Written on 4 January 2012, 11:28pm
In March 2008 I started a small WordPress site, targeted for the Romanian audience, where me or some friends of mine were posting things that made us laugh throughout the day. The main goal of this website is mostly to have an online playground, allowing me to have a better perspective of the online media and the associated challenges.
For monetizing the website, I used (in the increasing order of revenues) Google Ads, a Romanian online store referral mechanism and a banner linking to my hosting company. The latter allowed me to have access to a server with a dedicated IP, unlimited bandwidth, space and number of hosted site. All in all, I can say that the website made enough revenue to cover its own expenses.
For the user traffic, August 2011 was the best month, with a number of 65.000 unique users and 185.000 page views. The website saw a redesign in the beginning of 2010 (WordPress theme update), and other small improvements/additions were performed since then.
To finish with the statistics, I will add that at the moment, the website contains almost 5000 posts and 400 comments (averaging to a considerable 100 posts/month or a little over 3 posts per day).
The reasons for the redesign
Enough with the presentation, now details about my self-challenge: the website redesign.
I first thought about this aspect last month, while reading Smashing Magazine’s article Clear Indications That It’s Time To Redesign. Let’s browse through the 5 indicators telling me if it’s the case to redesign or not:
- It’s Been More Than 12 Months Since Your Last Refresh – Yes
- The Tech/UX “Debt” List Is Longer Than Your Forearm – Yes
- It Just “Looks” Old – Not quite (in my opinion 🙂 )

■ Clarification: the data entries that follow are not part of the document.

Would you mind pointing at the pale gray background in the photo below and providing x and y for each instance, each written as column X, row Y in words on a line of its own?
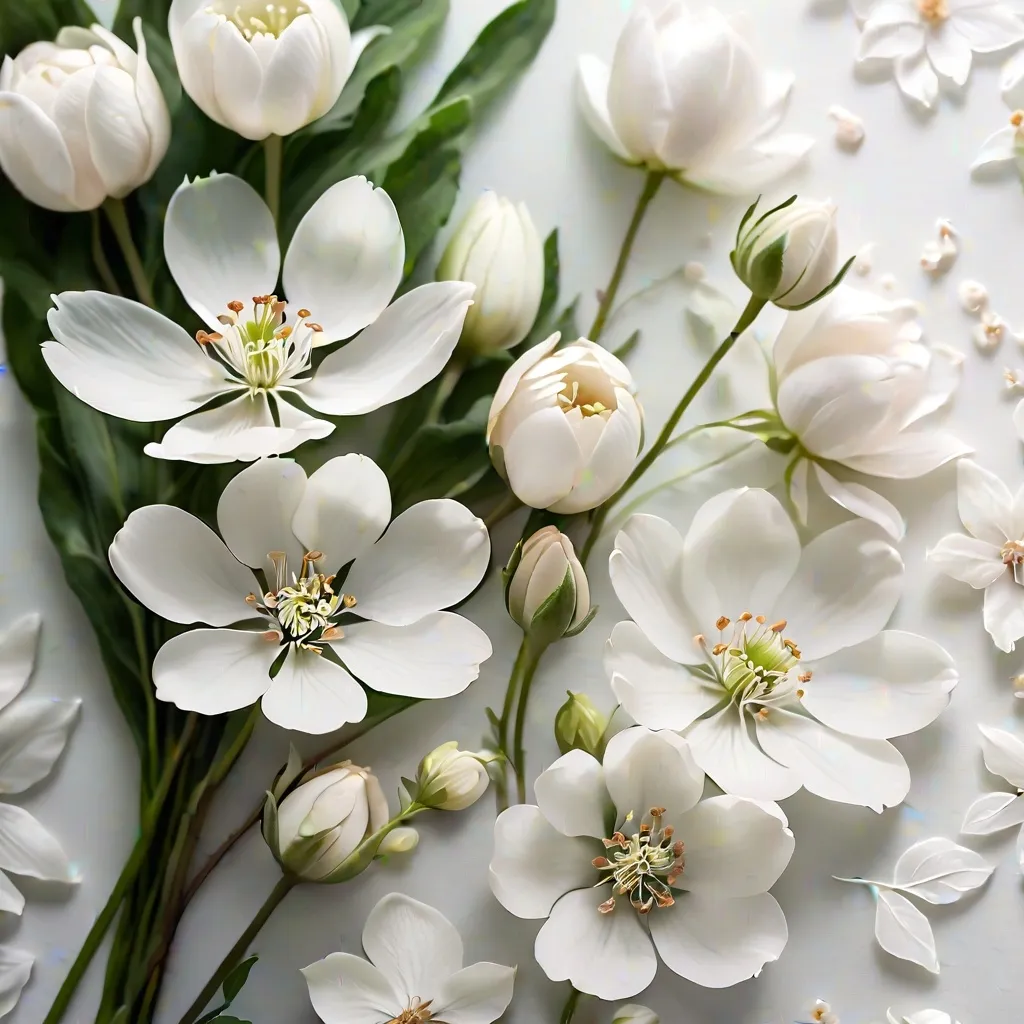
column 910, row 171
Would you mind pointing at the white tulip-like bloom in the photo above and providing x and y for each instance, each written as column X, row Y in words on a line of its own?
column 415, row 973
column 565, row 427
column 772, row 660
column 622, row 857
column 263, row 68
column 854, row 384
column 685, row 94
column 81, row 119
column 342, row 268
column 383, row 626
column 497, row 249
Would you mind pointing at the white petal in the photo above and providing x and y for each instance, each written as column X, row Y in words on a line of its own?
column 28, row 848
column 724, row 749
column 734, row 847
column 255, row 510
column 572, row 797
column 33, row 734
column 220, row 245
column 720, row 942
column 646, row 573
column 18, row 645
column 214, row 671
column 127, row 359
column 845, row 589
column 534, row 864
column 345, row 989
column 869, row 772
column 431, row 557
column 346, row 258
column 652, row 689
column 604, row 954
column 312, row 694
column 644, row 769
column 891, row 685
column 407, row 346
column 436, row 656
column 413, row 945
column 178, row 567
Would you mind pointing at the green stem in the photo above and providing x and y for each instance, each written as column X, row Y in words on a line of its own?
column 285, row 885
column 749, row 315
column 650, row 187
column 118, row 216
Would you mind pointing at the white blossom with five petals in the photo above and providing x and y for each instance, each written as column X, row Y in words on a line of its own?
column 623, row 857
column 272, row 593
column 342, row 268
column 772, row 660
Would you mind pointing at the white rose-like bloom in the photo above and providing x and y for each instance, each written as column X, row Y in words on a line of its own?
column 415, row 973
column 497, row 249
column 386, row 629
column 263, row 69
column 342, row 267
column 854, row 386
column 686, row 94
column 773, row 662
column 578, row 859
column 564, row 427
column 81, row 119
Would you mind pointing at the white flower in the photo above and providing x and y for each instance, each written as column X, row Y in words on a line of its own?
column 686, row 94
column 342, row 267
column 33, row 734
column 853, row 385
column 415, row 973
column 263, row 69
column 497, row 249
column 300, row 532
column 929, row 38
column 990, row 556
column 81, row 119
column 564, row 427
column 772, row 659
column 579, row 859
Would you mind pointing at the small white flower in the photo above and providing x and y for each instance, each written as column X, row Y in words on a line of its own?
column 926, row 39
column 773, row 659
column 990, row 556
column 622, row 857
column 415, row 973
column 686, row 94
column 344, row 264
column 383, row 627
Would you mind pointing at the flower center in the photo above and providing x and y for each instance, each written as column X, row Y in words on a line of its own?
column 261, row 352
column 644, row 866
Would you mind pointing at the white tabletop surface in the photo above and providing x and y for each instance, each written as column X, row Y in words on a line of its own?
column 910, row 171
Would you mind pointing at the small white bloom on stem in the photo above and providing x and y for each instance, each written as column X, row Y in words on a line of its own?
column 81, row 119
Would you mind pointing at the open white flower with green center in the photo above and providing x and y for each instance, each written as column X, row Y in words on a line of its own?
column 305, row 594
column 342, row 268
column 415, row 973
column 622, row 857
column 990, row 555
column 773, row 662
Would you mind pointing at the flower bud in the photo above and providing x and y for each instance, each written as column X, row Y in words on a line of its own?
column 450, row 779
column 323, row 822
column 497, row 249
column 580, row 726
column 788, row 256
column 81, row 119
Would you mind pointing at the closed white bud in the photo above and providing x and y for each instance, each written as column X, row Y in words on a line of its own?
column 323, row 822
column 81, row 119
column 788, row 256
column 497, row 249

- Your Users Tell You It’s Time – No
- Metrics Are Down – Not quite – December 2011 is in top 5 overall
So, only 2/5 indicators tell that I should redesign. This means there is no pressure, and I can take it easy. It’s true, the first indicator tells me that the redesign is long overdue (last redesign was 2 years ago). I entirely agree with the principle behind it: The redesign will breathe life into the brand and show your user base, the press, your investors and staff that you’re committed to keeping the experience fresh and top of mind. But in my defense, I will add that every now and then I added something fresh in the design: a holidays greeting, removing one of the biggest ads and other small but important improvements.
The most important reason why I want to perform the redesign is that I want to put in practice some of the things that I learned over the last 12 months. The web has changed, and HTML5, responsive design or mobile first are no longer fancy buzzwords, but the reality.